If you consider the data that has been collected from 1970 through the present day, it’s quite apparent that the brown bear takes no prisoners. If you’re up on your South Park lore, then you already know that a brown bear shares one-third of the DNA of the ever-elusive and extremely deadly ManBearPig, which is half man, half bear, and half pig. But since we’re not talking about fictional animal attacks, it’s worth noting that a face-to-face encounter with a regular brown bear will often have fatal results due to their imposing size and territorial aggression.

Brown bears have claimed 70 victims since 1970 and have secured first place on the list of deadly wild animal attacks by a wide margin.

Sharks and snakes share second place on the list of deadly animal attacks with 57 confirmed kills but for different reasons. Ironically enough, you probably have a better chance of escaping from a shark attack than you do a sneaky snake attack. With a shark attack comes an adrenaline rush, and you could use this to your advantage by punching the shark in the eyes, nose, or gills.

In other words, if you encounter a shark, you can escape by keeping your composure, defending yourself however you can, and calmly swimming to safety (even if you’re bitten!). Snake attacks, on the other hand, are an entirely different type of animal attack, using venom, which could incapacitate you by impairing your vision, causing nausea and vomiting, and numbness in your limbs. Surviving a snake attack is contingent on having easy access to medical help and being able to safely remove yourself from the situation so you don’t get bitten more than once.

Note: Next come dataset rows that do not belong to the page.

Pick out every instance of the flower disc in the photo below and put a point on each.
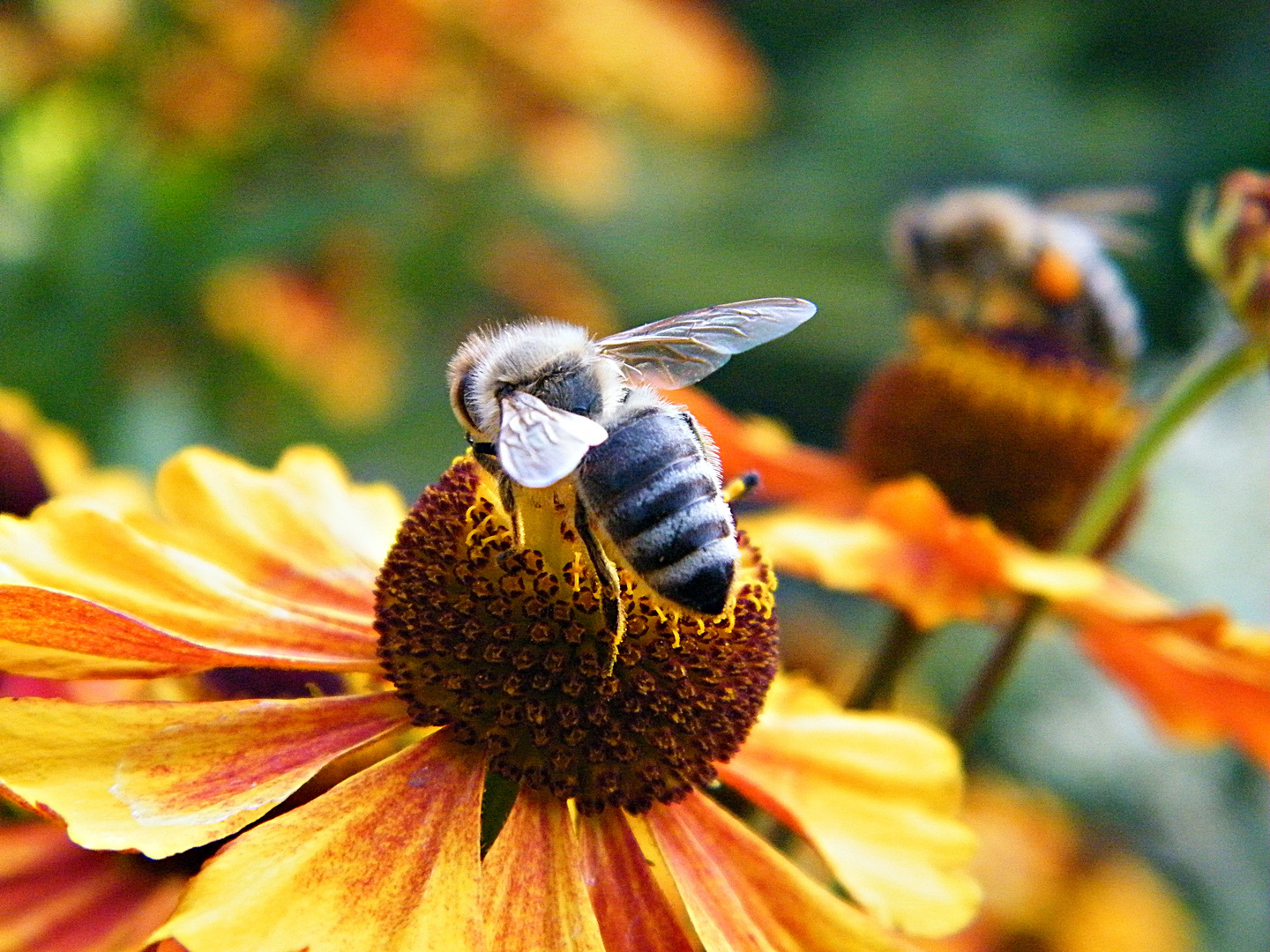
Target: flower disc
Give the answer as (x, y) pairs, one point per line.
(511, 646)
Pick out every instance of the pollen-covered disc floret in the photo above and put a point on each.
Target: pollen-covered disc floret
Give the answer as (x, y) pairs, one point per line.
(511, 646)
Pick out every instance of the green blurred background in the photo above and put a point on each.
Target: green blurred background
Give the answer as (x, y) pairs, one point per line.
(256, 222)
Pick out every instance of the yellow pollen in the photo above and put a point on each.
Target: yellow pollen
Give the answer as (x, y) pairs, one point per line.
(1019, 441)
(507, 641)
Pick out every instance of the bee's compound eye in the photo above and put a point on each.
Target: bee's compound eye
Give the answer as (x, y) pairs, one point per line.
(588, 409)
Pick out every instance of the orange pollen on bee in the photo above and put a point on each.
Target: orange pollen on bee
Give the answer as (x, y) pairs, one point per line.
(1057, 279)
(510, 646)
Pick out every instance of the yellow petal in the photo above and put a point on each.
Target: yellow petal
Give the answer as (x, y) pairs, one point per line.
(387, 861)
(744, 896)
(533, 894)
(55, 895)
(195, 772)
(878, 796)
(632, 913)
(51, 635)
(303, 527)
(276, 566)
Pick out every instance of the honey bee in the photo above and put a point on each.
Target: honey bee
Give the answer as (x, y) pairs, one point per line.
(542, 401)
(1035, 277)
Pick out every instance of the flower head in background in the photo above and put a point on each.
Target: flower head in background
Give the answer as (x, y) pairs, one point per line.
(1050, 886)
(1200, 674)
(326, 328)
(40, 460)
(244, 569)
(1231, 244)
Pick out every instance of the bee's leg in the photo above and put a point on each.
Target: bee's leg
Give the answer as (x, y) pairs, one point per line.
(739, 487)
(736, 487)
(507, 496)
(609, 585)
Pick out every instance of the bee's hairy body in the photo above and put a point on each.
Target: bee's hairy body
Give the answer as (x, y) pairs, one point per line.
(655, 490)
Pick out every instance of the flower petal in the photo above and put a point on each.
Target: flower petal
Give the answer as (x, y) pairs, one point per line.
(744, 896)
(192, 772)
(877, 795)
(908, 547)
(533, 893)
(387, 861)
(55, 895)
(51, 635)
(631, 909)
(788, 471)
(277, 566)
(1201, 677)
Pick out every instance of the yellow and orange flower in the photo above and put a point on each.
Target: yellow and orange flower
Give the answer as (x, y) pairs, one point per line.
(549, 78)
(245, 569)
(1199, 673)
(1053, 888)
(40, 460)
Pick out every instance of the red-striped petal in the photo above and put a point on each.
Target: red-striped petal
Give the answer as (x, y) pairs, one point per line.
(167, 777)
(270, 568)
(632, 911)
(58, 897)
(533, 894)
(744, 896)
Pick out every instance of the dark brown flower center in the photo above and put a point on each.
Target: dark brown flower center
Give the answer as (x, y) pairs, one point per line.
(1020, 438)
(512, 649)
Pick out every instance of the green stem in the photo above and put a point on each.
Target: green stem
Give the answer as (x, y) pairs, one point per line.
(996, 671)
(1203, 378)
(877, 687)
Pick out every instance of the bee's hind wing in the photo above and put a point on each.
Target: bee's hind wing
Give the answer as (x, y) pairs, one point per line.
(540, 444)
(681, 351)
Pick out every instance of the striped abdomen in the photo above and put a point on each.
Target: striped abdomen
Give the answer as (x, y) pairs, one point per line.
(657, 495)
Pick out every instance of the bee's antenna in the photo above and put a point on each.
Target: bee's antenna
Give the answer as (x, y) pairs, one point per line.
(741, 487)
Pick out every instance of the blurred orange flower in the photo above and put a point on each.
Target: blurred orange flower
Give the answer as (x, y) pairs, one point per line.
(1201, 674)
(549, 75)
(1050, 888)
(324, 331)
(244, 569)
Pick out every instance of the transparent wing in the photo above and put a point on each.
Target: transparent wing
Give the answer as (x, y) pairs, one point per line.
(680, 351)
(1102, 211)
(539, 443)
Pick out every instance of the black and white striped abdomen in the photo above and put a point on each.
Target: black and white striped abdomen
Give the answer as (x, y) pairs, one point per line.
(657, 495)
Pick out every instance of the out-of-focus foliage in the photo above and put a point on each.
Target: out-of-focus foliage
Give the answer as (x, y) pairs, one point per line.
(256, 222)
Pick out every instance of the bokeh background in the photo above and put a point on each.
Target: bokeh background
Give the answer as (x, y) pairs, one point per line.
(257, 222)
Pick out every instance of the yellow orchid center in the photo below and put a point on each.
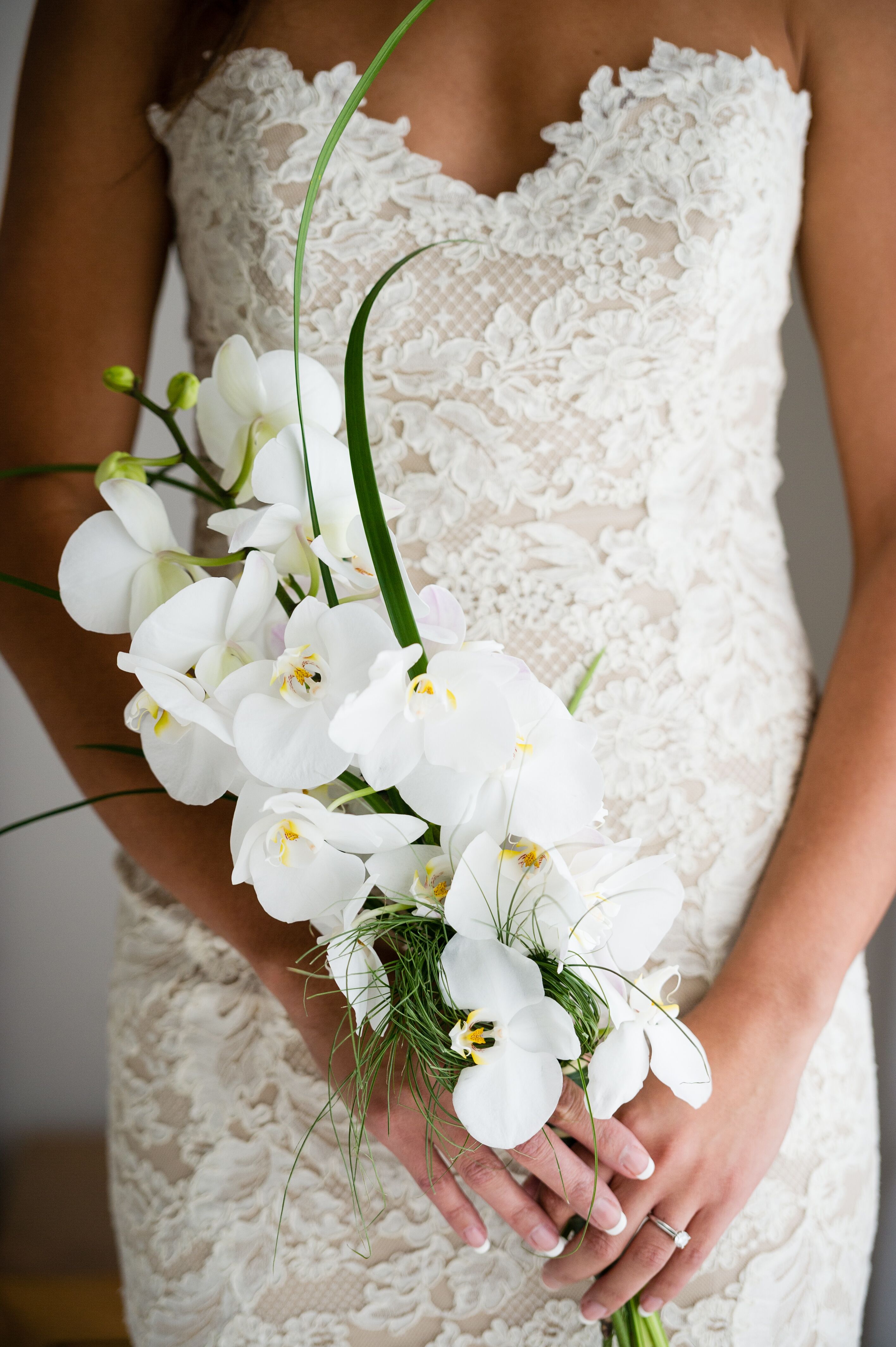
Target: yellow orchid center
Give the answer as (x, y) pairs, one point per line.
(467, 1036)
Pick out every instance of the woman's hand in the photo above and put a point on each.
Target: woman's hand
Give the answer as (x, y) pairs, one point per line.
(708, 1160)
(401, 1127)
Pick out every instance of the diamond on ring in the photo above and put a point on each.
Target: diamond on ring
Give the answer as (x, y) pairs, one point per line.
(680, 1237)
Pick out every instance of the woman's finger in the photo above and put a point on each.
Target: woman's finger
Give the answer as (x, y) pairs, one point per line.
(646, 1257)
(487, 1175)
(705, 1229)
(573, 1181)
(615, 1144)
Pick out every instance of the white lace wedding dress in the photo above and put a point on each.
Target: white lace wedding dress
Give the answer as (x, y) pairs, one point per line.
(579, 414)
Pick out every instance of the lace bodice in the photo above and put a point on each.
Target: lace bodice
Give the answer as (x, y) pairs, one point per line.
(577, 411)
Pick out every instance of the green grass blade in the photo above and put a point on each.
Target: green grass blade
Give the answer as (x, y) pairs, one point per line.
(80, 805)
(386, 564)
(30, 585)
(305, 224)
(587, 678)
(131, 749)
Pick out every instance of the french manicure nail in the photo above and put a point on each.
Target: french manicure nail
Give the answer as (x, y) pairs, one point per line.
(597, 1313)
(546, 1240)
(620, 1225)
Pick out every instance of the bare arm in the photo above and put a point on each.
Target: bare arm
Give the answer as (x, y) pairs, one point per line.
(833, 872)
(83, 248)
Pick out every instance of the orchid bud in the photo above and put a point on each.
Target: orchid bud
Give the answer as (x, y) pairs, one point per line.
(184, 391)
(119, 379)
(119, 465)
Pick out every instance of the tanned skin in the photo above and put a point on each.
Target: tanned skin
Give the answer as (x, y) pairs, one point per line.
(85, 236)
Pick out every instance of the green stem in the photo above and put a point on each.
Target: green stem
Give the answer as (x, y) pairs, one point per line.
(158, 462)
(305, 224)
(30, 585)
(48, 468)
(286, 603)
(80, 805)
(352, 795)
(186, 453)
(378, 802)
(587, 678)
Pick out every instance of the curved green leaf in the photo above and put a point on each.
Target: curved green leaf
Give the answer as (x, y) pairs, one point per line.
(30, 585)
(386, 564)
(80, 805)
(305, 224)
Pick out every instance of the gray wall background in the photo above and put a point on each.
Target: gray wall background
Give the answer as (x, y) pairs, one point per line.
(57, 915)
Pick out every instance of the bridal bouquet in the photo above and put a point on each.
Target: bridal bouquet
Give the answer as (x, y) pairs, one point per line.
(418, 797)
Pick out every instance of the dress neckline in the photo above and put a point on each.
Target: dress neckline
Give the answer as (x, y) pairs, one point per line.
(666, 65)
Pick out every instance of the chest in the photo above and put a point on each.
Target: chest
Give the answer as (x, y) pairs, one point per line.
(480, 78)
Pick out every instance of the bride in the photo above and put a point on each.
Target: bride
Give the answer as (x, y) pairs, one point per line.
(579, 417)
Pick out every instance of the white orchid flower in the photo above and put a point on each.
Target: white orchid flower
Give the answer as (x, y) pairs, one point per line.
(215, 627)
(186, 735)
(420, 872)
(455, 718)
(549, 785)
(293, 849)
(283, 527)
(283, 708)
(653, 1038)
(122, 564)
(514, 1035)
(247, 402)
(631, 904)
(514, 892)
(355, 964)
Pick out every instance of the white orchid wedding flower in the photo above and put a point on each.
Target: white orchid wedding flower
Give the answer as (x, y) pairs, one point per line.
(293, 849)
(248, 402)
(420, 872)
(215, 627)
(455, 717)
(184, 732)
(283, 527)
(631, 904)
(282, 709)
(514, 892)
(513, 1034)
(355, 964)
(551, 785)
(122, 564)
(653, 1039)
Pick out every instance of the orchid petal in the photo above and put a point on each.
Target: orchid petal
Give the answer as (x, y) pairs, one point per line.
(196, 768)
(142, 512)
(180, 631)
(221, 430)
(252, 598)
(301, 893)
(286, 745)
(618, 1070)
(477, 973)
(96, 573)
(546, 1027)
(504, 1102)
(678, 1059)
(393, 872)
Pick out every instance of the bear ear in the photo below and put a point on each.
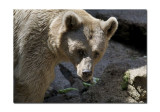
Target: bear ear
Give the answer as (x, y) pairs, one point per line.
(109, 27)
(70, 21)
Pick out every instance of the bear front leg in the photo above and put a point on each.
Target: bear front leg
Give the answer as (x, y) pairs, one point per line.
(32, 81)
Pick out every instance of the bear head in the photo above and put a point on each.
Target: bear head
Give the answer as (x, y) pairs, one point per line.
(78, 37)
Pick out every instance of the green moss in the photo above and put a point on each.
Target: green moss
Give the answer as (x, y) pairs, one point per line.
(124, 84)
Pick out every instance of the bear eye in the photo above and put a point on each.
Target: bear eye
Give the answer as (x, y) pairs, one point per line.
(81, 52)
(96, 54)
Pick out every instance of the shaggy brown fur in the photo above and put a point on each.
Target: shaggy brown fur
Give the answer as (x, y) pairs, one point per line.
(44, 38)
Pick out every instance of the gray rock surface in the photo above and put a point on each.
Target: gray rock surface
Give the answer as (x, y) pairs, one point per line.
(117, 60)
(132, 29)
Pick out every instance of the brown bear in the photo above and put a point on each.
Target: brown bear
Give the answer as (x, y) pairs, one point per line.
(44, 38)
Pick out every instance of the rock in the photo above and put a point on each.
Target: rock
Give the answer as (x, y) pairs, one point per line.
(132, 29)
(138, 80)
(109, 89)
(133, 93)
(78, 84)
(116, 61)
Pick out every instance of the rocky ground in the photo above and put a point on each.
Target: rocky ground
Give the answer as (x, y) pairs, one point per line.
(122, 70)
(117, 61)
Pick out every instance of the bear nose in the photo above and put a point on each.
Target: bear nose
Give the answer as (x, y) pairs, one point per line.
(87, 73)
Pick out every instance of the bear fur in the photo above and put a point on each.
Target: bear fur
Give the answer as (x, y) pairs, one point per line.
(44, 38)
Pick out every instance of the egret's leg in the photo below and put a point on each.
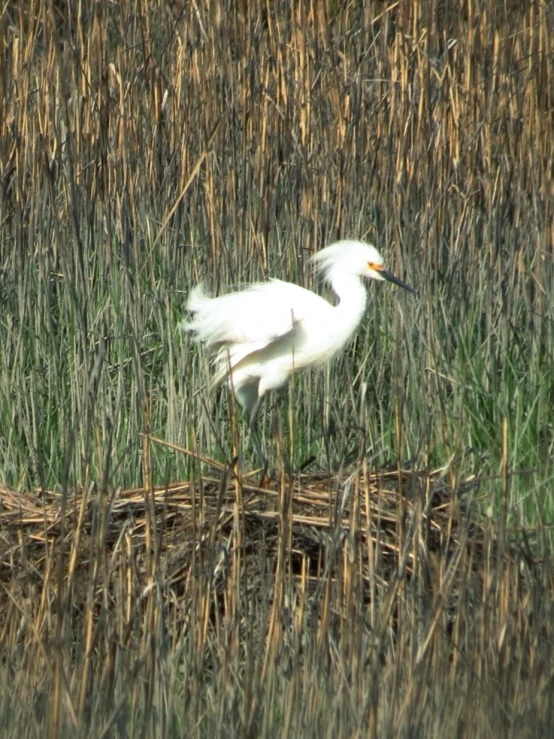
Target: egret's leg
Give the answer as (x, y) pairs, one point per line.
(254, 433)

Black bears come in third place with 54 kills over the same period of time, and pose a threat similar to brown bears. But considering their smaller stature, you have more options to escape from the former without incident. With a black bear, escaping a fatal encounter could be as simple as standing tall, raising your arms, and putting up an intimidating front to ward the animal off before it attacks you.

The above-mentioned intimidation tactic also works with wolves, an animal that ranks last on the attack list with only two confirmed kills.


It’s absolutely critical that you do not confuse a brown bear with a black bear because if you try these intimidation tactics on a much larger animal like a brown bear, it will go into attack mode, and you will not fare well. The best practice when dealing with any bear is to have a trusty can of bear spray within reach just in case they don’t find your roar to be convincing. Luckily, if you encounter a cougar (16 confirmed kills), you can intimidate them the same way you would a black bear, and you’ll have pretty good odds of making an escape.

Alligators, on the other hand, rank comparatively lower than the heavy hitters when it comes to overall animal attacks, ranking in fourth place with 33 confirmed kills. Fortunately, instances of alligator attacks are relatively low when compared to other animals on the list due to their geographical location. Just stay away from the marshy territory, and you can go your whole life without encountering one of these monsters.

If you do find yourself at the mercy of an alligator, however, it’s in your best interest to put up a fight because humans are not their natural prey, and they’re prone to losing interest if the juice isn’t worth the squeeze and there’s another animal they could attack more easily.

To prevent any form of animal attack, it’s best to do your research ahead of time if you are one to travel. It’s one thing to know what kind of animals are capable of attacking you, but getting caught by surprise when you’re out in the wild won’t do you any favors.